The crystal cave - Mary Stewart [98]
There was the faintest of whispers from the crystal cave, a ghostly sweet humming like the music I had once listened for in the night. Nothing human; I had not expected it. But still I climbed up to the ledge, knelt down and peered in.
The torchlight caught the crystals, and threw the shadow of my harp, trembling, clear round the lighted globe. The harp stood, undamaged, in the center of the cave. Nothing else, except the whisper dying round the glittering walls. There must be visions there, in the flash and counterflash of light, but I knew I would not be open to them. I put a hand down to the rock and vaulted, torch streaming, back to the floor of the cave. As I passed the tilted mirror I caught a glimpse of a tall youth running in a swirl of flame and smoke. His face looked pale, the eyes black and enormous. I ran out on to the grass. I had forgotten the torch, which flamed and streamed behind me. I ran to the edge of the cliff, and cupped a hand to my mouth to call Cadal, but then a sound from behind me made me whip round and look upwards.
It was a very normal sound. A pair of ravens and a carrion crow had risen from the hill, and were scolding at me.
Slowly this time, I climbed the path that led up past the spring and out on the hillside above the cave. The ravens went higher, barking. Two more crows made off low across the young bracken. There was a couple still busy on something lying among the flowering blackthorn.

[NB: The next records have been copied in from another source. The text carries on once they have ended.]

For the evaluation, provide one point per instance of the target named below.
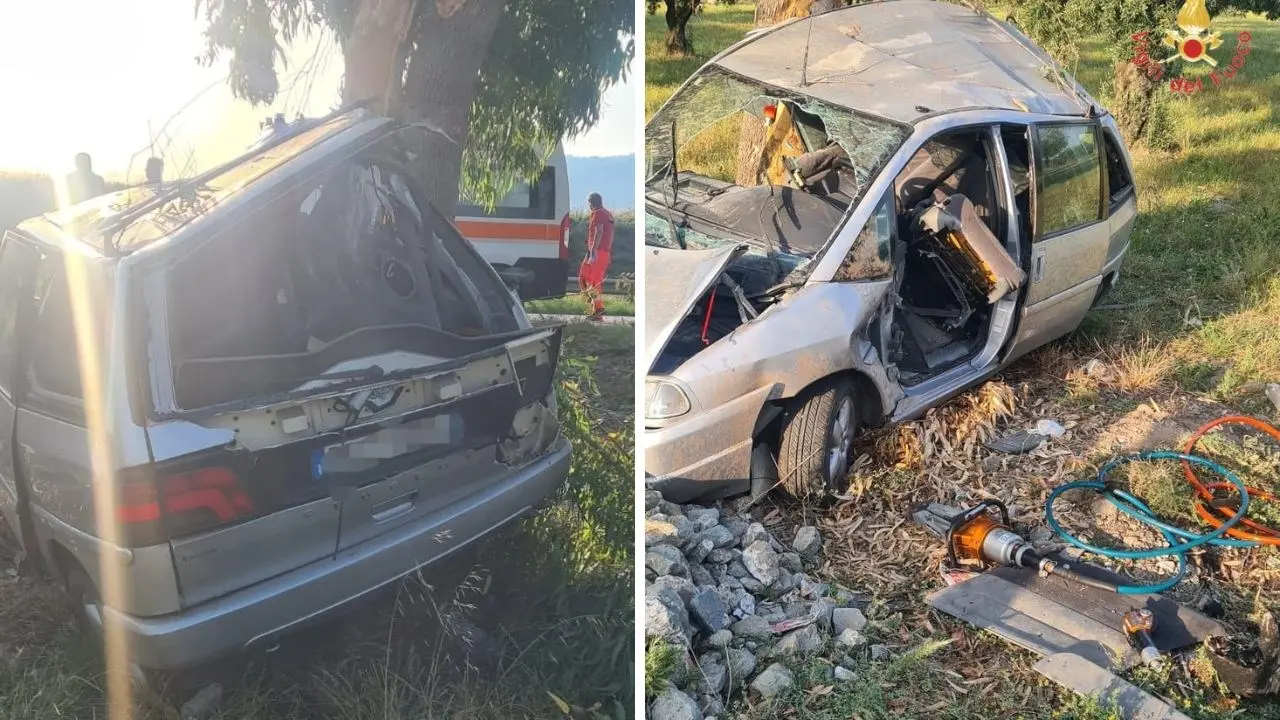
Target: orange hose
(1215, 515)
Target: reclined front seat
(952, 228)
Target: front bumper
(259, 614)
(707, 454)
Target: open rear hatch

I whirled the torch and flung it streaming to scatter them. Then I ran forward.
There was no telling how long he had been dead. The bones were picked almost clean. But I knew him by the discoloured brown rags that flapped under the skeleton, and the one old broken sandal which lay flung nearby among the April daisies. One of the hands had fallen from the wrist, and the clean, brittle bones lay near my foot. I could see where the little finger had been broken, and had set again, crookedly. Already through the bare rib-cage the April grass was springing. The air blew clean and sunlit, smelling of flowering gorse.
The torch had been stubbed out in the fresh grass. I stooped and picked it up. I should not have thrown it at them, I thought. His birds had given him a seemly way-going.
A step behind me brought me round, but it was only Cadal.
"I saw the birds go up," he said. He was looking down at the thing under the blackthorn bushes. "Galapas?"
I nodded.
"I saw the mess down by the cave. I guessed."
"I hadn't realized I had been here so long."
"Leave this to me." He was stooping already. "I'll get him buried. Go you and wait down where we left the horse. I can maybe find some sort of tool down yonder, or I could come back -- "
"No. Let him lie in peace under the thorn. We'll build the hill over him and let it take him in. We do this together, Cadal."
There were stones in plenty to pile over him for a barrow, and we cut sods with our daggers to turf it over. By the end of summer the bracken and foxgloves and young grasses would have grown right over and shrouded him. So we left him.
As we went downhill again past the cave I thought of the last time I had gone this way. I had been weeping then, I remembered, for Cerdic's death, for my mother's loss and Galapas', for who knew what foreknowledge of the future? You will see me again, he had said, I promise you that. Well, I had seen him. And some day, no doubt, his other promise would come true in its own fashion.
I shivered, caught Cadal's quick look, and spoke curtly. "I hope you had the sense to bring a flask with you. I need a drink."
4
Cadal had brought more than a flask with him, he had brought food -- salt mutton and bread, and last season's olives in a bottle with their own oil. We sat in the lee of the wood and ate, while the cob grazed near us, and below in the distance the placid curves of the river glimmered through the April green of the fields and the young wooded hills. The mist had cleared, and it was a beautiful day.
"Well," said Cadal at length, "what's to do?"